Tomcat 3.x, of course, has been tested in "real life" by substantial
numbers of people, whereas Catalina has been tested primarily by
pioneers. It is to be expected that implementation bugs exist in
Catalina -- although experience in fixing Catalina bugs to date has
been that nearly all of them are relatively localized implementation
problems, not issues that require fundamental design changes.
- Performance - No formal benchmarks have been published
by the Tomcat development team describing the performance of Tomcat 3.x
or Catalina. (In addition, I would take any benchmark that purports to
predict how *your* application will perform on a particular server with a
very large grain of salt :-). However, simple tests with tools like
ApacheBench and Microsoft's stress test indicate that Catalina is
faster than Tomcat on serving static resources (substantially faster if
caching is enabled, basically on par with Apache itself), and within a few
percentage points on serving "Hello, World" type servlets and JSP pages.

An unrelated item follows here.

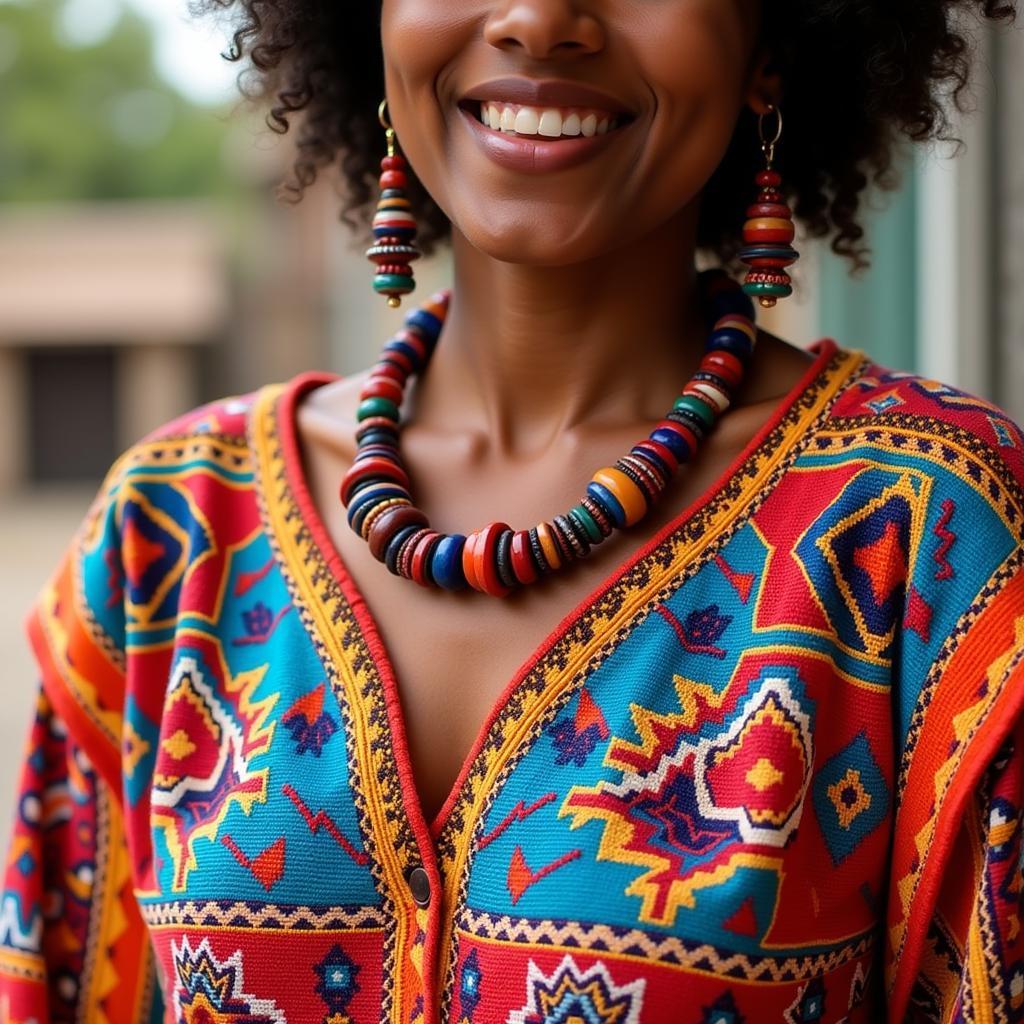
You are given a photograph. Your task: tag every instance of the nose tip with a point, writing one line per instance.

Only modest efforts to tune Catalina have taken place to date (compared
to the substantial -- and successful -- tuning efforts expended between
Tomcat 3.1 and 3.2), so it can be assumed that there is still significant
room for improvement through the usual techniques of isolating hot spots
and optimizing them.
The Catalina Proposal
Given this background, and the fact that initial public drafts of the
Servlet 2.3 and JSP 1.2 specifications is imminent, it is timely for us to
make a decision to use Catalina as the code base for Tomcat 4.0 (supporting
the features of the new specifications), while continuing to support the
Tomcat 3.x code base for as long as is appropriate. The associated proposal
for organizing the source code repository for Tomcat 4.0 development shows
how this dual track development approach can be supported easily.